The published Li 2019 paper contains two items that a reviewer re-reading the source alongside this model should be aware of:

  • Albumin unit typo (Methods p. 248). Li 2019 Methods states “baseline albumin of 4.0 mg/dL” as a reference-subject covariate value. Normal adult serum albumin is ~4 g/dL; a value of 4 mg/dL is a factor of 1000 too low and is physiologically impossible. This is treated as a publication unit typo: the model codes the ALB reference as 4.0 g/dL, which is clinically sensible and matches other abatacept PK reports (e.g. the Orencia label). This unit is recorded in covariateData[[ALB]]$units as g/dL with an explicit note.

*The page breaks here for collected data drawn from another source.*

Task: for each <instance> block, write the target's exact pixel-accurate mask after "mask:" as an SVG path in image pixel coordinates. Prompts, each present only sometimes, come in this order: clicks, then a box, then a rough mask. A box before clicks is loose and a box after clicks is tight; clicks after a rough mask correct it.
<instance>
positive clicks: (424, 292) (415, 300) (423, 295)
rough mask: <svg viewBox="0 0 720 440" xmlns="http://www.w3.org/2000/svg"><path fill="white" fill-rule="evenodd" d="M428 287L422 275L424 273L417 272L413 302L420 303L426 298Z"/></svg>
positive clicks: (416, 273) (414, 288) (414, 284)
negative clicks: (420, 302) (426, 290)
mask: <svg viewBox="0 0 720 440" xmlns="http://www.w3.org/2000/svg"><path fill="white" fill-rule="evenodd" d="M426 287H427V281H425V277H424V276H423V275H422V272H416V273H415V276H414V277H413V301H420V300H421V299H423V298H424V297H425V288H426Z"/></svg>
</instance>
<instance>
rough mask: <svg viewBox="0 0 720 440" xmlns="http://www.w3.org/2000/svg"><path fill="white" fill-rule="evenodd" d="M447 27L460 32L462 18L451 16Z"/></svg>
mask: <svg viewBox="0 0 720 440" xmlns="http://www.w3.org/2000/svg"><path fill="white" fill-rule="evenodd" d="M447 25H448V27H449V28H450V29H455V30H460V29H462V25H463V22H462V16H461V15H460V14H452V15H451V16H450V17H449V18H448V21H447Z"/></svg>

  • Table 1B caption vs final-model equation (Table 1 caption and Results p. 249). Table 1 is captioned “Parameter Estimates for (A) the Structural Part of Final PPK Model for Abatacept and (B) the Covariates of the Full PPK Model” — i.e. Table 1A is final but Table 1B is explicitly the full model. Table 1B’s 11th row (CLMTX = -0.0405, 95% CI crossing zero) is not present in the published final-model covariate equation on p. 249. The operator decision for this extraction was to treat Table 1B’s 10 non-MTX estimates as the published final-model covariate values (matching the final-model equation exactly) and to drop CLMTX; the paper does not separately tabulate post-backward-elimination covariate estimates. If Bristol-Myers Squibb ever publishes a separate table of final-model covariate estimates that differ from Table 1B, the values in this model should be refit against that source.